The sun was lumbering down the backside of the mountains
out West, seeming to take longer in its final fifteen degrees of sky than it had in the last ninety, a tennis ball sized lump of
glowing iron smashing down through the countless crags and draws of these
ancient peaks, and bringing a last
ray onto the paths of how many home-bound
shepherds, how many women bringing in the scattered children, how many sleepy
mujahidin?
We sat out under the plywood awning, burning one last nail before heading inside to start loading magazines and
cracking jokes about dying in a nighttime helicopter mishap. And suddenly- - -
The sky was magnificent.
This was no
television sky, this was no Heavens-like-a-hotel-wall that you could be surrounded by in your moments of boredom and ecstasy both and still ignore.
Cigarettes burned down to
filters, frost collected in beards, and the smoke pit was quiet. Angels hovered under the eaves, grateful for a moment of respite from the noise of
ten young killers.
The largest peak, the one we called
Musharraf's Middle Finger, wasn't just a great place for the muj to put a
mortar tube anymore. It was
haloed with the last moments that we might ever see of the sun, a mellow golden-
sepia that warmed us with spectacle in lieu of
radiant heat.
The sun dragged its color behind it like a pack of dogs, up into the clouds that always seemed to brew on the Pak side of
Af-
Pak, vaulting up and up and up into a magnificent orange-crimson-rust gradient that is impossible to recreate with
pigment - I've tried a thousand times to paint it and
never will. Rust gave way to a razorthin line of
verdance, an almost imperceptible, impossible, incredible border of emerald green that took the sky into the color of a tropical ocean, crystal blue darkening, darkening, now the indigo of a perfect sapphire on your lover's neck, now
Ahab's seas, and fading into the blackest black, what the
Pashtuns call "tor-ta-lub", darker than midnight, the Void. The color of outer space from the Earth, when no stars yet gleam.
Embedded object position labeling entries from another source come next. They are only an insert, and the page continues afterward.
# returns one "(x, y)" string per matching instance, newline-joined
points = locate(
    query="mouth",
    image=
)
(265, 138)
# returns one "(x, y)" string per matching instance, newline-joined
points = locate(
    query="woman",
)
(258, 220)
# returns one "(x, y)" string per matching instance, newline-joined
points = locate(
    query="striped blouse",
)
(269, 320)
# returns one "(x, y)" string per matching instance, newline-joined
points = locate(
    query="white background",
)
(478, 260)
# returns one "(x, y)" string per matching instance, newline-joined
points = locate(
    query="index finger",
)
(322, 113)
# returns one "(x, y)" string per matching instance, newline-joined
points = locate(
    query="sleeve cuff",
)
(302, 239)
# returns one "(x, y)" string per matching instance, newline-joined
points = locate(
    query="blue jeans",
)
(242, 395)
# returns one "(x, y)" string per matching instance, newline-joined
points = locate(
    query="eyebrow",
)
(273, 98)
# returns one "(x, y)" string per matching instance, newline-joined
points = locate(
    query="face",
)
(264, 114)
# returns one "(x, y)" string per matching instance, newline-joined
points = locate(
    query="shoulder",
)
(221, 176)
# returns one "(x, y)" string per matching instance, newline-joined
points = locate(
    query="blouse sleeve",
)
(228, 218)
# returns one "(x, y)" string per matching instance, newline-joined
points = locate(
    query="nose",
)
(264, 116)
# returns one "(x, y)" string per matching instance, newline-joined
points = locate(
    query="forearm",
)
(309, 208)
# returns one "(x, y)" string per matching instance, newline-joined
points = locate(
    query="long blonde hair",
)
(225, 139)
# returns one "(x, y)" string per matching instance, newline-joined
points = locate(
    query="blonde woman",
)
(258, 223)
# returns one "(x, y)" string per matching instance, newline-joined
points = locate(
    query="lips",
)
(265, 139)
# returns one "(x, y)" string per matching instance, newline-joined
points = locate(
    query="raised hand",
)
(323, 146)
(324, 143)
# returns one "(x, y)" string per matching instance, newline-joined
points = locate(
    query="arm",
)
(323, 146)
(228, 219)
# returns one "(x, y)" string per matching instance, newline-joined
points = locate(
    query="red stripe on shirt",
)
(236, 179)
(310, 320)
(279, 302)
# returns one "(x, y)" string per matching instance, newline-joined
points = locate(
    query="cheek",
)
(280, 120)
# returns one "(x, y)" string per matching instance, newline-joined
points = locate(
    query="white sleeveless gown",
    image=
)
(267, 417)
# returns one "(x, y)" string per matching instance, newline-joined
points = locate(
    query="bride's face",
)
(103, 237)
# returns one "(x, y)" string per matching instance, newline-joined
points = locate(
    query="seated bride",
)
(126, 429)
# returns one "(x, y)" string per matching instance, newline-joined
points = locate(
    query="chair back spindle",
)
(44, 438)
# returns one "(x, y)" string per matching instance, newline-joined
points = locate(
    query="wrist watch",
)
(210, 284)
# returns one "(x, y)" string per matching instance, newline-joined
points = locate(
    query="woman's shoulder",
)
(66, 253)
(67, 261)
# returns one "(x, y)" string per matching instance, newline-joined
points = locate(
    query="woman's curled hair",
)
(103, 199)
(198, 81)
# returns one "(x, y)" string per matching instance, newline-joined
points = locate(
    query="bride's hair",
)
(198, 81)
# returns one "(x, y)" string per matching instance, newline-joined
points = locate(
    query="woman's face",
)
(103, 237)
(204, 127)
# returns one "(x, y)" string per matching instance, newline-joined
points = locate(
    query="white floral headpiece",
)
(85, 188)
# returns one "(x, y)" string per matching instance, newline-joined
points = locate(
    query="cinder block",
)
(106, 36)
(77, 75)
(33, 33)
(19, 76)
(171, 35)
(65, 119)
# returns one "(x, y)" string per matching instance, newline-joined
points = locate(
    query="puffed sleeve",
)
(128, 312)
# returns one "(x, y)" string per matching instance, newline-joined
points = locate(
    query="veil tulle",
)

And all around, as far as the eye could see in any direction from our terrible valley, the mountains were like the many-toothed jaws of a
shark, the sky now our last glimpse of anything other than the cold and wet and dark of a predator's belly. The country was finally swallowing us up, obscenely literal, the peaks flashing with
mica reflections of the petering efforts of the star
Sol, the mountains grey, blue, brown, gripped in shadow and
fading light, but never green, not in this land of dust and hunger.
The sun
banked downwards and the wonder followed, the Void expanding ominously, an oil-drop ever thinner but no less pitch, no more translucent, replacing color with the carbon buildup of burnt powder and then
the wings that perched on Pallas, the line of green pressed evermore dense and soon it too was gone, replaced with the uneven glimmer of stars and galaxies, the
Milky Way, the
lights of a hundred thousand suns all that was left to remind us that we hadn't, yet, been consumed.